Perhaps the biggest surprise is that, at least during the daylight hours which is when I did the testing, single-signal reception is entirely possible. I was expecting selectivity to be a major issue with this set but, if I choose the right time of day and the right overall conditions, I think it is capable of being used in serious QSOs. We won't find out for sure until I've built my transmitter and completed the Morse leaning process.
More general observations:
My strongest reaction after going through this intense homebrew experience is that it was an immense amount of work. That's also what made it immense *fun*: this is a hobby you can really sink your teeth into. This was coupled by amazement that, a half century ago, boys, girls, teenagers, adults, actually had the time and the motivation to build this equipment. When you see how over-scheduled many middle-class American kids are, with school and after-school activities, plus the much larger number of (electronic and other) distractions available, it is hard to imagine any but the most obsessive aspiring ham doing something like this nowadays.

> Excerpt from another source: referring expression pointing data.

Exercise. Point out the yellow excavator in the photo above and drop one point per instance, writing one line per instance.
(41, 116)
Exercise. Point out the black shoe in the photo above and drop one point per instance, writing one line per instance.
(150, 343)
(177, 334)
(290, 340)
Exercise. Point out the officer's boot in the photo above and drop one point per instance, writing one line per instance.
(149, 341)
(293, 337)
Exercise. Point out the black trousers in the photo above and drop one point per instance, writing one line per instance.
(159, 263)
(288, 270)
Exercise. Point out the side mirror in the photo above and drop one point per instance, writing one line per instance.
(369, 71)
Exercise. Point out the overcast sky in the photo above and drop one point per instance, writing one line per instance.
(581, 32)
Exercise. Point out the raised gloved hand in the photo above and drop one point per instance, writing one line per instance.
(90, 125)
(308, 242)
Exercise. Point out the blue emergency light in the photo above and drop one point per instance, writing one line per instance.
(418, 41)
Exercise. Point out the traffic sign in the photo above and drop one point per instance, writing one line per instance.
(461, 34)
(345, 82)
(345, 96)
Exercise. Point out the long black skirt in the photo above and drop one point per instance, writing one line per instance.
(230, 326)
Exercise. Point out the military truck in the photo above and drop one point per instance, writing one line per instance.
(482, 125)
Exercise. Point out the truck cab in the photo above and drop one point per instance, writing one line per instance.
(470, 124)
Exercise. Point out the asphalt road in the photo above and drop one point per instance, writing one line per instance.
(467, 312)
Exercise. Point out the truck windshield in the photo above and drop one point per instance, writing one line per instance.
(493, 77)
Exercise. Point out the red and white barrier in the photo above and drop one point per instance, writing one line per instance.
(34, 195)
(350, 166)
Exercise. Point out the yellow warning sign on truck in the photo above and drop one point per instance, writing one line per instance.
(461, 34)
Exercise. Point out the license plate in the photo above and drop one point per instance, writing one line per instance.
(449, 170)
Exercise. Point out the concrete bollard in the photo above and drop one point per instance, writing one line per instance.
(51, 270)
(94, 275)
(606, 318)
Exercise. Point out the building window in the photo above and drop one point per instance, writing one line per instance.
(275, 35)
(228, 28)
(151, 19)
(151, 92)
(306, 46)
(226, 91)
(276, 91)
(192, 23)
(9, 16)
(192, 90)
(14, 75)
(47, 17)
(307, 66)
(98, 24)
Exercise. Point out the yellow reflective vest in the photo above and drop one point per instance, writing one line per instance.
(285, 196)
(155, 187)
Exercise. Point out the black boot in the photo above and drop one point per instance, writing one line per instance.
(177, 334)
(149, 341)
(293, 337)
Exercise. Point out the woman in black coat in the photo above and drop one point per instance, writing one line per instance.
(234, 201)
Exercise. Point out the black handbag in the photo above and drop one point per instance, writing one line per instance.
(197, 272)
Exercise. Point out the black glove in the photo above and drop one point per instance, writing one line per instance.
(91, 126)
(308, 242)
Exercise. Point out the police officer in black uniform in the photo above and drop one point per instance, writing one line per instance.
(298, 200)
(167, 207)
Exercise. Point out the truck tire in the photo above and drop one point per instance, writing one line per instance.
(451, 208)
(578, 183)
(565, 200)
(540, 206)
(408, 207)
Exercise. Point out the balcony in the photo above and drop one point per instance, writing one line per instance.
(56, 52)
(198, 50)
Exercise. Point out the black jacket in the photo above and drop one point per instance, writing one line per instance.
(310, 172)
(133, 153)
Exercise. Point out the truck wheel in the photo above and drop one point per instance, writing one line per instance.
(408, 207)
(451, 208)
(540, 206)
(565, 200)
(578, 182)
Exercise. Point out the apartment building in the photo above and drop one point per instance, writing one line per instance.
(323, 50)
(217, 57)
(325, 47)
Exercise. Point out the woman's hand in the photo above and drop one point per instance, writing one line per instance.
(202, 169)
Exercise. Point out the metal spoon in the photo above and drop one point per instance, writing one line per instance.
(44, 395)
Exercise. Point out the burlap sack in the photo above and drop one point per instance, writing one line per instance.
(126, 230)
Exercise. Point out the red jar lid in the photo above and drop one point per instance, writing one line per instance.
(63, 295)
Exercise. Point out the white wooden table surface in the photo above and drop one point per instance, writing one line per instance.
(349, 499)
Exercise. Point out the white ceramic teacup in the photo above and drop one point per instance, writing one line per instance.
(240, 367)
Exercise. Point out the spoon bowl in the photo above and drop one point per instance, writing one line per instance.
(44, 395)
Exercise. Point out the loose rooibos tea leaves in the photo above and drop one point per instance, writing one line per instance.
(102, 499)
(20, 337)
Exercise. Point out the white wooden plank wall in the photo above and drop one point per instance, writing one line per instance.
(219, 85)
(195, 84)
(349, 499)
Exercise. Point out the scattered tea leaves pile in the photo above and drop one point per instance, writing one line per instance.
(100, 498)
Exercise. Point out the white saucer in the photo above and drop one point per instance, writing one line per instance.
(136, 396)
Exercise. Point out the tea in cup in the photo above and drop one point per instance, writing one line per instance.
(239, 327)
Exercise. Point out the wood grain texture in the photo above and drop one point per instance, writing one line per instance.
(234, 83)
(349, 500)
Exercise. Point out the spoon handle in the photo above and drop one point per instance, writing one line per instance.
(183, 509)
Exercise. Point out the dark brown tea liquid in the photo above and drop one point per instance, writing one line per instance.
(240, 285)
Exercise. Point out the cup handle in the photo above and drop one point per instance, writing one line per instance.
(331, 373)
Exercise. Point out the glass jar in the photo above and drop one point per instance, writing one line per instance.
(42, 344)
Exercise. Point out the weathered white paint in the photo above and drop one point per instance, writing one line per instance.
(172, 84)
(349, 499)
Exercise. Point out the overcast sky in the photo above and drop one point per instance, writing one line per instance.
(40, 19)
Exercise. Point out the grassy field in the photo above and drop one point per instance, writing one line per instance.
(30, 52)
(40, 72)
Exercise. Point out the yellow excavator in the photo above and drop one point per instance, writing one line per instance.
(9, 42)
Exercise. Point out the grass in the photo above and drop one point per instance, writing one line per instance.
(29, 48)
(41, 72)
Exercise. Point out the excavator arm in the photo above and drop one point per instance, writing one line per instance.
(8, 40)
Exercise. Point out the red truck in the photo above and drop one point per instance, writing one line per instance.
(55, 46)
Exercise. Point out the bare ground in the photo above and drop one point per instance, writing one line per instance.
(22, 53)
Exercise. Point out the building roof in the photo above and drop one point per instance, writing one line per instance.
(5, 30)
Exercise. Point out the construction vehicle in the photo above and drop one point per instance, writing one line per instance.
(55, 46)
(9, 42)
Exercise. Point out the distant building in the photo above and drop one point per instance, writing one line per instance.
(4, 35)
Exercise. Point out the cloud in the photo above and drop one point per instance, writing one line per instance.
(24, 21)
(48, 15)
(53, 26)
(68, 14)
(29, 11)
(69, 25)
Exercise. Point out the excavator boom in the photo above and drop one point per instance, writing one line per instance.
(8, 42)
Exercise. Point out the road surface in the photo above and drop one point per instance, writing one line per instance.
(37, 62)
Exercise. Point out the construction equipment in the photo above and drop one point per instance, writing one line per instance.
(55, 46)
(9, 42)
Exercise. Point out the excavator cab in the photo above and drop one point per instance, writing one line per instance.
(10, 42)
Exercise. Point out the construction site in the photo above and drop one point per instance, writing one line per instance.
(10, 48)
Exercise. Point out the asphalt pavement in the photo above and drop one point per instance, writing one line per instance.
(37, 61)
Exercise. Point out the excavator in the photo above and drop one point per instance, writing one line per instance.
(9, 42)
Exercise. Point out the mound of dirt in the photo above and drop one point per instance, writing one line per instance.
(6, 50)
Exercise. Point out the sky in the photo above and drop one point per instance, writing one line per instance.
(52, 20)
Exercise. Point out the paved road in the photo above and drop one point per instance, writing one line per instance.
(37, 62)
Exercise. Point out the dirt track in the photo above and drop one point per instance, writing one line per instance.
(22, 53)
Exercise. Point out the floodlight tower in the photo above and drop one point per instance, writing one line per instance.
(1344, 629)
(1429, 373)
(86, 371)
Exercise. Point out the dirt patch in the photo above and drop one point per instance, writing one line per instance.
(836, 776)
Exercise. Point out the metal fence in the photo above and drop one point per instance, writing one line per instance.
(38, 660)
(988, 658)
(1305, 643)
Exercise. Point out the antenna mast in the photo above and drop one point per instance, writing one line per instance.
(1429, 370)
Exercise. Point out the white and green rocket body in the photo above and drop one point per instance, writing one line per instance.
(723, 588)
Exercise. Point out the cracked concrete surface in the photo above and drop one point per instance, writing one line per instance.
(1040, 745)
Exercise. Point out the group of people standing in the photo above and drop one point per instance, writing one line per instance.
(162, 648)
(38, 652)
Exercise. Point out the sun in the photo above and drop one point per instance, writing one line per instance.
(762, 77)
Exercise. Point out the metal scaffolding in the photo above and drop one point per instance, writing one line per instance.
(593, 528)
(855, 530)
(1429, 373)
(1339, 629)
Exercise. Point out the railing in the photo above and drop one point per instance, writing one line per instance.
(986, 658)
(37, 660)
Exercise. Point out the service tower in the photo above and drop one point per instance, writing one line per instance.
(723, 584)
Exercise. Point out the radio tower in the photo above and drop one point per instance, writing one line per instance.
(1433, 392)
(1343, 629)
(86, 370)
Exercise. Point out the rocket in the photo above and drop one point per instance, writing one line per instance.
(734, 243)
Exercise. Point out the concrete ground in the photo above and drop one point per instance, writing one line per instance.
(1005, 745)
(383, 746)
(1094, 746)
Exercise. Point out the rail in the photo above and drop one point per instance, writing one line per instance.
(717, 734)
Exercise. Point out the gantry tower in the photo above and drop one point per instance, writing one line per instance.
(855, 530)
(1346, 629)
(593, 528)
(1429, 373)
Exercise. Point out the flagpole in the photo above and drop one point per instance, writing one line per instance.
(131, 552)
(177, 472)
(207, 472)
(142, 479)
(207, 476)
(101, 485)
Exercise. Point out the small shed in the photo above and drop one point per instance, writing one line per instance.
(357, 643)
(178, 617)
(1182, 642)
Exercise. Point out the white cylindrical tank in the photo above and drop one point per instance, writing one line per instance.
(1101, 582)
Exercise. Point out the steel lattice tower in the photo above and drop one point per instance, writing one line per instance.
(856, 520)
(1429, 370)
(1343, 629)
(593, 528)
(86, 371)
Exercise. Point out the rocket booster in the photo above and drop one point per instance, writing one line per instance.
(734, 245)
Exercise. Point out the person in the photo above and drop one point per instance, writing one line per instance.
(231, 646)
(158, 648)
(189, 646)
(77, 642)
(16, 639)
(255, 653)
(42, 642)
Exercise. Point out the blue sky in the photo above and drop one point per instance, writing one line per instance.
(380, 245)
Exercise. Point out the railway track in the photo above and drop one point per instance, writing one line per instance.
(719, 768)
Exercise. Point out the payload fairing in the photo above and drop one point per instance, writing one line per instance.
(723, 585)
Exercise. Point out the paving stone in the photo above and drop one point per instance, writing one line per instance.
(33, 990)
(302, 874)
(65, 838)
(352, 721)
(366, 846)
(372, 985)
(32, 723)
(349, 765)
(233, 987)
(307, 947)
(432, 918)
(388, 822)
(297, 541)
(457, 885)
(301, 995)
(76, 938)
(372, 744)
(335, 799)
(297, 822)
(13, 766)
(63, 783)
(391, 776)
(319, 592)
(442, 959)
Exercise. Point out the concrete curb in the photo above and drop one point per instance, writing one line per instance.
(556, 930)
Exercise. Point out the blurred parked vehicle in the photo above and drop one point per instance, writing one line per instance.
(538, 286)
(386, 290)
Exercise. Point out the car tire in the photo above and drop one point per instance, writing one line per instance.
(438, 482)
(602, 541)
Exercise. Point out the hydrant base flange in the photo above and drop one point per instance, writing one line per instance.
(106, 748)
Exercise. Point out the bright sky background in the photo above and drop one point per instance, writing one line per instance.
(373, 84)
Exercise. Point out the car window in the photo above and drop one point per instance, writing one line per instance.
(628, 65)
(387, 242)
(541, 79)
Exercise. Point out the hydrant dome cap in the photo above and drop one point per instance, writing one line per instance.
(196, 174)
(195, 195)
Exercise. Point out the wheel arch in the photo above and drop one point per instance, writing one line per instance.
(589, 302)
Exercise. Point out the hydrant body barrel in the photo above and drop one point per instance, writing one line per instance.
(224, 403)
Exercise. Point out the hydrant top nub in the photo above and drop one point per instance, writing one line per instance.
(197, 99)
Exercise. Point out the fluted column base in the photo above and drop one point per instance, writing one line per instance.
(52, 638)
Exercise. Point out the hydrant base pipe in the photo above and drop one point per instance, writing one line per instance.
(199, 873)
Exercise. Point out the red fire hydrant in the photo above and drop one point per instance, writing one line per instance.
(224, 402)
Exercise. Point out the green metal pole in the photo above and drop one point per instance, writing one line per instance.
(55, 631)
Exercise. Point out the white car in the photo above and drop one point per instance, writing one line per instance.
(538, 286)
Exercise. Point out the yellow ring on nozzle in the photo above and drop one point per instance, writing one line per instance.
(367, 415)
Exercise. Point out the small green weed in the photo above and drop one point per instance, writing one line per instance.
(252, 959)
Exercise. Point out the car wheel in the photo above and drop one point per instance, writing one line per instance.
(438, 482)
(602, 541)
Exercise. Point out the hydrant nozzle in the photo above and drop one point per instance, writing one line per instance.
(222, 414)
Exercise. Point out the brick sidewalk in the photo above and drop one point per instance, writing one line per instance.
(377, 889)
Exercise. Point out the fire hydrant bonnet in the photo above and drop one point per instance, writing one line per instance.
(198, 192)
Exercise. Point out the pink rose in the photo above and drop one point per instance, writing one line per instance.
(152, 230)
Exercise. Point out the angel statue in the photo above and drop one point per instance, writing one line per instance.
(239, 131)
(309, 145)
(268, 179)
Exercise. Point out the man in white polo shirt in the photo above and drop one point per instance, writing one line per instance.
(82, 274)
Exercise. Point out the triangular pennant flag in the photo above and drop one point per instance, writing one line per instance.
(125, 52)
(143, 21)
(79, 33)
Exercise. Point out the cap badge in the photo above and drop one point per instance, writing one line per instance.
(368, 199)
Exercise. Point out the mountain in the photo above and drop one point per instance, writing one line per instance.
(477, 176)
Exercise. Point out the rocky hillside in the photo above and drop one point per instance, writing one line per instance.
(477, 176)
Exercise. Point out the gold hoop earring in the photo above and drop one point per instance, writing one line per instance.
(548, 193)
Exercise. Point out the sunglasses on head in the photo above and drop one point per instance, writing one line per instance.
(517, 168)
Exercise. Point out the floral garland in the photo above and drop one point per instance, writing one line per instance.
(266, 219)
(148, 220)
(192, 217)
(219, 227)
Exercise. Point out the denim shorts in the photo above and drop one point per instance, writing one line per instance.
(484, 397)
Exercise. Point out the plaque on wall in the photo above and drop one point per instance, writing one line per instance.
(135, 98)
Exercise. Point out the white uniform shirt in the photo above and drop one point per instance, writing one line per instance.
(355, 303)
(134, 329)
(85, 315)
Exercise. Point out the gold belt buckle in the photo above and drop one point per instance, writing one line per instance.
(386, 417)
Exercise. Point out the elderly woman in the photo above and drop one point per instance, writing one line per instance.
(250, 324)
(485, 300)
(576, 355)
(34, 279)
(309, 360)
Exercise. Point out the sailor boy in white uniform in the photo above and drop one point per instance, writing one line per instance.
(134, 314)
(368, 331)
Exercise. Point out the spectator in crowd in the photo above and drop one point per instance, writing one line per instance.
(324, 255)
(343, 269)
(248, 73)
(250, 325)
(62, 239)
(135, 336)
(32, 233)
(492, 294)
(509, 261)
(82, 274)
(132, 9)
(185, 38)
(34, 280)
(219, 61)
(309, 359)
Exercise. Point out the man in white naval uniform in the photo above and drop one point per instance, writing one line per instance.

Doing this project in the 21st century was a challenge. Finding the parts took nearly a year; the total cost was about $150 perhaps (I did not keep precise track). In real terms, that is actually a lot less than the $50 that the ARRL estimated for this project 45 years ago. Once I had amassed the parts and obtained a whole bunch of tools, the building phase took just over one week which was about 70 hours of my time: apart from my "day job" I did essentially nothing other than eat, build, and sleep. I was being extremely carefuly, because some of the parts in this project are virtually unobtainium nowadays and I didn't want to break them. Also, after about 40 years away from radio, I had to relearn a lot of building skills almost from scratch.
Perhaps the biggest challenge was soldering. In this kind of point-to-point wiring you often have several components leads and wires being soldered to a single terminal lug. It is very hard to get the temperature high enough to make a good joint, without also ruining the components. Also, if I am not mistaken, modern solder doesn't seem to flow as easily or get hot as fast as the old stuff (note: I am *not* using lead-free solder). I'm using a Weller soldering station set to a very hot 850F, with a relatively wide screwdriver tip, but even then it seemed to take a surprising amount of time to get the joint hot enough for the solder to flow in that shiny, bubbly way that indicates a good connection. I did ruin several low-value components (mainly resistors) in the process of building this radio but fortunately I had spares. It did get quite a lot easier as the project progressed so I think I am gaining experience in this essential skill.
As it says in the ARRL book: "The construction details that follow are not the detailed, step-by-step, take-me-by-the-hand instructions you would get if you were building a commercial kit. Kits are fine, but after building one, schematically you might not be able to tell a resistor from a capacitor. But the main reason for building your own is to learn something about radio, and in order to construct this receiver your will need to learn to read circuit diagrams."
I hope this is only the beginning of a homebrew odyssey, taking me through building a simple transmitter and antenna to make my first QSOs and going on to build a more elaborate station and making more of my own design decisions rather than slavishly following the ARRL blueprints. I strongly recommend it to anyone who hasn't tried building their own stuff. It doesn't matter what you build or what technology/era you target, it's the building that counts!